A few weeks ago, while at the University of Virginia’s law school for a conference, I spent time looking for accounts of my grandfather, Everett Dean Gerwig, who was a graduate.
He had weathered World War II in the South Pacific and, supported by the GI Bill, moved his young family to Charlottesville, Virginia, with hopes of a successful legal career.
I was delighted to find old yearbooks and a lovely photo of my grandfather studying in the library, and when I visited the building where he attended classes, an exhortation carved over the entrance thoroughly moved me: “That those alone may be servants of the law who labor with learning, courage, and devotion to preserve liberty and promote justice.” (This is also featured at the current law school building.)
I thought about what it would have been like to matriculate in 1946. My grandfather’s entering class, the first after the war’s end, more than quadrupled the law school’s enrollment. There were few female students, and students of color were not permitted to enroll until 1950. Life must have been extraordinarily confusing as Americans readjusted to postwar life. The world needed lawyers — lawyers to argue for the end of Jim Crow laws the veterans returned to face, to extend voting rights protection to all, to argue for pay equality for women remaining in the workforce and for human rights both foreign and domestic.
I certainly know that many lawyers haven’t lived up to their professional obligations. But I’m encouraged by trends we are seeing showing law student applications up for the second year in a row — and at the highest numbers since the economic crash in 2008, when all but elite law schools saw applications drop an average of 50%.
As with students entering law school in 1946, current students see conflict in the news cycle, threats to the rule of law and evidence that the justice many receive depends on how much justice they can afford. Most first year law students are too young to remember a life before 9/11 (or a time when our country was not at war).
We all have opinions about current events, but I submit that those opinions should be informed by careful reading and the perspective of history.
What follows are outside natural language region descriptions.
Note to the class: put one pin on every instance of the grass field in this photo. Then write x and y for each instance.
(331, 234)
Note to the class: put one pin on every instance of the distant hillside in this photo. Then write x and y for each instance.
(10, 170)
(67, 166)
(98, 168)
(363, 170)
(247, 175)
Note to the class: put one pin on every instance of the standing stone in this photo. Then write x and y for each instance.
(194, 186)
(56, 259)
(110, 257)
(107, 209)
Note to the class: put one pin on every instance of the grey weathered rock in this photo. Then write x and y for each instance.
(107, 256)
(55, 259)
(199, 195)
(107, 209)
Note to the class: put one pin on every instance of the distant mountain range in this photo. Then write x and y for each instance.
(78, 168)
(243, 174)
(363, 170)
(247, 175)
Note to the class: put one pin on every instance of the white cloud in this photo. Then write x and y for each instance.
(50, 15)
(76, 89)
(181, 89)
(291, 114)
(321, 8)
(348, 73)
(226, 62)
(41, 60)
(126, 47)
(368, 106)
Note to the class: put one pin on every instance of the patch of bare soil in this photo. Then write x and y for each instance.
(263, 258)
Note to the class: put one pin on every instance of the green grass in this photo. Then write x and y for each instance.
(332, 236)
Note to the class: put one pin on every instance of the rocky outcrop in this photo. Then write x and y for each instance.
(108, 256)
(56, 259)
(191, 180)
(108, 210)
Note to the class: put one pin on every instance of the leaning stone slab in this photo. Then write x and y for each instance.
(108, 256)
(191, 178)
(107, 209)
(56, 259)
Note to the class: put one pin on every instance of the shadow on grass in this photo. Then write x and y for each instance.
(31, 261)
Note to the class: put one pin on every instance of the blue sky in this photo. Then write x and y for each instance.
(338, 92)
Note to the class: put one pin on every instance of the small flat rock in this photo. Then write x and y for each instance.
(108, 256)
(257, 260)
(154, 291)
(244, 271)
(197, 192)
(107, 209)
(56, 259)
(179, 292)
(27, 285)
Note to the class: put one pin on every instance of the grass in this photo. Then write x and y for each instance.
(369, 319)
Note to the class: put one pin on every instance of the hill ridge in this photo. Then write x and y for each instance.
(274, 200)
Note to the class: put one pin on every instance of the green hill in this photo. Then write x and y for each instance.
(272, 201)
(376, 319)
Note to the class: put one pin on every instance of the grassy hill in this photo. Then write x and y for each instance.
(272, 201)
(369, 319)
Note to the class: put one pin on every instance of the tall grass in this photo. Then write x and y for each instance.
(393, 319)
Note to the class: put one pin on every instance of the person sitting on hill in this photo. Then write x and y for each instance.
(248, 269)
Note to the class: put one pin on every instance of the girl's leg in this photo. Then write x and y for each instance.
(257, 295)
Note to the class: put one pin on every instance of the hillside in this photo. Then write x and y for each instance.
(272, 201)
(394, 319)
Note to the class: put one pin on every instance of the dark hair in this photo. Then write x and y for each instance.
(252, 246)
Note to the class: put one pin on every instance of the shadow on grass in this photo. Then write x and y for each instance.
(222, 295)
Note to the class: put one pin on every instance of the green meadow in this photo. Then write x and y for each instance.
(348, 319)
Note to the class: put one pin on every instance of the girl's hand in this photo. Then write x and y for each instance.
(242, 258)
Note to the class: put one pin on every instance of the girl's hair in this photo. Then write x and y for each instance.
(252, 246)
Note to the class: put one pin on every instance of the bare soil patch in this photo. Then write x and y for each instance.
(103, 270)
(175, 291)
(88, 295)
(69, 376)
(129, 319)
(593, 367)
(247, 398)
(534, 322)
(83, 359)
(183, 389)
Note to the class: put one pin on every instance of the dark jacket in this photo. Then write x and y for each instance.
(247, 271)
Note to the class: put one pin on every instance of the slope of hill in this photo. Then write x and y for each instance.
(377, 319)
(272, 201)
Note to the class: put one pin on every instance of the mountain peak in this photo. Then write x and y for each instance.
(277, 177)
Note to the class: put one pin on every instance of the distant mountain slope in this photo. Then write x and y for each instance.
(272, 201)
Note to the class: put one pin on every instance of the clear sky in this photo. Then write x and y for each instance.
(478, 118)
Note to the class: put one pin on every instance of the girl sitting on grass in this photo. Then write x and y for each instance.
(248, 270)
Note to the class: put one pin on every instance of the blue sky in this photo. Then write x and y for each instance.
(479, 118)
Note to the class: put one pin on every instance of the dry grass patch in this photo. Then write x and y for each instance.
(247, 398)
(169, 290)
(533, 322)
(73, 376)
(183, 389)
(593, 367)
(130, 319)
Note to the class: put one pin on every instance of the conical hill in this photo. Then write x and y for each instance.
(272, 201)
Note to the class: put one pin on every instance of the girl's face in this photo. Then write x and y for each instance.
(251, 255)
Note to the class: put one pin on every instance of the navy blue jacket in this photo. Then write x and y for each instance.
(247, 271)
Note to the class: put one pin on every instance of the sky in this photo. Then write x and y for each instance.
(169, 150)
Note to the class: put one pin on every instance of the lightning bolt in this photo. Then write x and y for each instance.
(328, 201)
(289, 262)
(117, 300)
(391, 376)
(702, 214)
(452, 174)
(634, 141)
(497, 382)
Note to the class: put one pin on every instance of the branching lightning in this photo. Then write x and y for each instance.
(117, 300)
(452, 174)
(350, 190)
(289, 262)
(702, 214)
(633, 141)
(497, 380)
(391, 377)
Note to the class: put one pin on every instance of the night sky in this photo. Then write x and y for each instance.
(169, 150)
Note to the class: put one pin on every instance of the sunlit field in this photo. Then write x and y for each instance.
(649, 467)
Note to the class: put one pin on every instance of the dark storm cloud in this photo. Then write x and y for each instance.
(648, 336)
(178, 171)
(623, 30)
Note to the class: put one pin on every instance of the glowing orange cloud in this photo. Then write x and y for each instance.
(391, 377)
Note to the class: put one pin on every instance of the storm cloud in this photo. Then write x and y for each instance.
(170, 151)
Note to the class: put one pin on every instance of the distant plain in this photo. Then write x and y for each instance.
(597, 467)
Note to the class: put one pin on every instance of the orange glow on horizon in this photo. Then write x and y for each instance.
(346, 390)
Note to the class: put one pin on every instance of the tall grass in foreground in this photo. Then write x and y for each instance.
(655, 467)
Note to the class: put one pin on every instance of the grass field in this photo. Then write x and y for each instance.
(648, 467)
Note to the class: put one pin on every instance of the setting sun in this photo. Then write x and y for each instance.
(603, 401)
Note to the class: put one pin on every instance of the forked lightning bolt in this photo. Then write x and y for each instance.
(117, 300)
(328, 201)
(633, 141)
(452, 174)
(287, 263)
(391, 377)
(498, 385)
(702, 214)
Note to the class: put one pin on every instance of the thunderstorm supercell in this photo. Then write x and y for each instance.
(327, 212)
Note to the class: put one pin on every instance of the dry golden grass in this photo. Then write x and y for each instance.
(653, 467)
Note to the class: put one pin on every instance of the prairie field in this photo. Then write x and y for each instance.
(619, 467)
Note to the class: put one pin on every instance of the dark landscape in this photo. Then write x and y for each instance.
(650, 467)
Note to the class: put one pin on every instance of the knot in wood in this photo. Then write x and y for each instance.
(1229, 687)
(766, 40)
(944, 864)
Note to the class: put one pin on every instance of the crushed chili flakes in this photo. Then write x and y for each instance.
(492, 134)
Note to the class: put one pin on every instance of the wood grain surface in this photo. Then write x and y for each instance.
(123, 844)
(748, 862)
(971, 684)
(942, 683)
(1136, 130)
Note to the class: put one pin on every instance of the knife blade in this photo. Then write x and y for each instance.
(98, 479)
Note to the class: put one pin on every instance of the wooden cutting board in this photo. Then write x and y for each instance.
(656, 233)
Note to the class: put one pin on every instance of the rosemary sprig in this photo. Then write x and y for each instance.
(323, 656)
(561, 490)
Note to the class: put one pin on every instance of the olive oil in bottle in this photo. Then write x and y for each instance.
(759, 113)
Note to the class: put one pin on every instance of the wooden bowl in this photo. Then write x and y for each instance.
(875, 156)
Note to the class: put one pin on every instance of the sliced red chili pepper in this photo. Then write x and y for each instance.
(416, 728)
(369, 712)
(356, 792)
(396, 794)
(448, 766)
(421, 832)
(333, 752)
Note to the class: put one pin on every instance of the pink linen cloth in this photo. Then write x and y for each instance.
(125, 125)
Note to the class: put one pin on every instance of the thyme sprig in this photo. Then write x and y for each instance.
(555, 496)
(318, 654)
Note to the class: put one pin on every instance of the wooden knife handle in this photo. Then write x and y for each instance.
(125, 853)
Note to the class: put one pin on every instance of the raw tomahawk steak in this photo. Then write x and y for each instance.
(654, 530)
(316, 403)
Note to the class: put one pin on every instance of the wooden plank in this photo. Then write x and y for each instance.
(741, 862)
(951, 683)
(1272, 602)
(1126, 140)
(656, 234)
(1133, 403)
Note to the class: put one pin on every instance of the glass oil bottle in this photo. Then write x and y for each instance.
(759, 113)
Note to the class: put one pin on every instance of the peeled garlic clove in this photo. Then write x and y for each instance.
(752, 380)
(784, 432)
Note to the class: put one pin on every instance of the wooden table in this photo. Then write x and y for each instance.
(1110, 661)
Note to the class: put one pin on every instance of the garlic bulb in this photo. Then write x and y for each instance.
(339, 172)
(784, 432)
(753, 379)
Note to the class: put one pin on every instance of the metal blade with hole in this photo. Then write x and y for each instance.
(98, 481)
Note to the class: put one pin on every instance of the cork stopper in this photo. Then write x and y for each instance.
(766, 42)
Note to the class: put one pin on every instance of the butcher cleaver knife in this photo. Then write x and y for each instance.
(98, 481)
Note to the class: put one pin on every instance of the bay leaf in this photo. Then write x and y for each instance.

We need young lawyers to help us think critically and creatively about the world’s problems, and that is exactly what law school trains them to do.
I don’t know whether Dean Gerwig went to law school seeking to protect the rule of law in those years following the horrors of the Holocaust and the war’s destruction. I can imagine he would be puzzled and dismayed by the news in 2019 — not to mention the violent demonstrations and Nazi chants which led to bloodshed in the Charlottesville streets two years ago.
I do know that his graduation from law school made it much easier for me to make the same career choice 50 years later. And while some of the lawyers of his generation used the law as a shield for the status quo, others in those postwar graduating classes helped bend the arc of history toward justice.
The legal profession has earned much of its bad reputation, and women and people of color remain underrepresented in halls (and benches) of power. But the rigors of law school equip us — at our best —to help defend democracy and protect the vulnerable. May all those entering first year classes this fall work their hardest to “preserve liberty and promote justice.” Our country needs them.
Sarah Gerwig is a law professor and word enthusiast raising her two sons in Macon.